Nevada / Silver Street
I’ve been sitting on this thorny question for some months, trying to get to the bottom of it. Sheila asks:
“I’m trying to find out when and why Silver Street was changed to Nevada Street. I’ve tried research on t’interweb, but to no avail. Do you have any information or advice as to where I could find out more about this?”
You know I thought this was going to be fairly easy to answer, but the more I looked, the less I found out. All every history book ever says on the subject is something along the lines of “Silver St (now Nevada St)” but as to why the hell it should be Silver Street in the first place, and why the bloody hell it should have been renamed Nevada Street is a complete mystery.
I spent some time faffing around the libraries of Greenwich, not to mention my own bookshelves, looking for this before admitting a big fat zero on this and going whining, tricorn in hand, to the man who, if-it’s-there-to-know-he’ll-know-it, Julian Watson.
The first part of the question is relatively easily answered – or at least best-guessed. Julian tells me
“Nevada/Silver Street was earlier part of Stockwell Street and before that part of Heathgate Street. Heathgate Street was the name given to the western end of the road that went under the Queens House – the main road from Woolwich. Heathgate Street also seemed to encompass the bottom bit of Crooms Hill. All very confusing!
Silver Street seems to have taken its name from the firm S.W. Silver who, according their company history, were in Greenwich in the 19th cent. However, I have never found them in any directory. They moved to the other side of the river and Silvertown grew around them.”
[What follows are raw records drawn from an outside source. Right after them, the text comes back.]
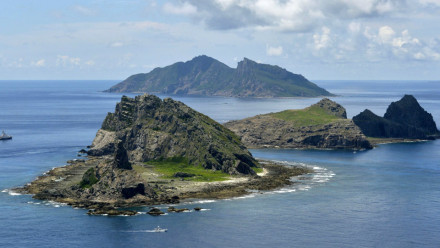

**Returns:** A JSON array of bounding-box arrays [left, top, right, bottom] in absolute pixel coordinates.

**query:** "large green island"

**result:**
[[105, 55, 333, 97]]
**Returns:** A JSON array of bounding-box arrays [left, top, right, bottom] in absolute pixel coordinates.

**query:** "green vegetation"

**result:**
[[106, 55, 332, 97], [79, 168, 99, 188], [145, 157, 231, 182], [270, 105, 341, 126], [251, 167, 264, 174]]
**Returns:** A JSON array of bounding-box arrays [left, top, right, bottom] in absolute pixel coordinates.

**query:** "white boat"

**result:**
[[0, 131, 12, 140], [152, 226, 167, 232]]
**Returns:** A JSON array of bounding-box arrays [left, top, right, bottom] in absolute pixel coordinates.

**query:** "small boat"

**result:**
[[0, 131, 12, 140], [152, 226, 167, 232]]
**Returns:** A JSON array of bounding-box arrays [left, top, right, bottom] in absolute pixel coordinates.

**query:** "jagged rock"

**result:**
[[194, 207, 202, 211], [225, 98, 372, 150], [167, 206, 189, 213], [353, 95, 440, 139], [148, 208, 165, 216], [89, 94, 258, 175], [112, 141, 132, 170], [105, 55, 333, 97], [314, 98, 347, 118], [87, 207, 137, 216]]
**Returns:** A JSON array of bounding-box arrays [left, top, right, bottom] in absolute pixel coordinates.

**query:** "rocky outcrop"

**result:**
[[353, 95, 440, 139], [105, 55, 333, 97], [89, 94, 258, 175], [225, 98, 372, 150], [314, 98, 347, 118]]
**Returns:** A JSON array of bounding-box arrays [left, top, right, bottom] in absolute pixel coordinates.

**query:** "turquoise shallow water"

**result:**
[[0, 80, 439, 248]]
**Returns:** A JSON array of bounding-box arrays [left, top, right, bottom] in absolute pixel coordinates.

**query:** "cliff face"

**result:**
[[353, 95, 439, 139], [105, 55, 333, 97], [224, 98, 372, 150], [89, 94, 258, 175]]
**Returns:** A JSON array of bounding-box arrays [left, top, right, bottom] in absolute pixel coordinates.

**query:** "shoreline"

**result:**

So far, so good. No actual proof that that’s where the Silver bit comes from, but it’s plausible enough for me to buy it. But on the Nevada bit, even the mighty Mr Watson then ran out of ideas, though he wondered if it might have had something to do with the Metropolitan Borough of Greenwich which was formed in 1900 and, full of self-importance, set about changing all sorts of things just for the sake of it.
After some exhaustive (and exhausting) searches, he found the name was changed by the London County Council on 18th June 1895. Sadly the both the minutes and the report in the Mercury at the time merely report the renaming, not the reason.
So why did it stop being Silver Street? I mean – I have nothing against Nevada, but I don’t know of any connection between Greenwich and the US state, either now or in any part of the past couple of hundred years. I looked at Nevada State history and there don’t seem to have been any great commemorations around the time of the name change or connections with Greenwich.
Maybe S.W. Silver’s grandchildren did something awful to offend the council, they immediately struck the name from the records and just stuck a pin in a map for inspiration. Julian wonders about a silver/gold mining connection, but the best mining Greenwich ever seems to have to offered was sand. I guess there could have been some sort of civic visit from American dignitaries commemorated in the name but – hey, I’m clutching at straws here.
The answer is, Sheila, it’s yet another Greenwich mystery.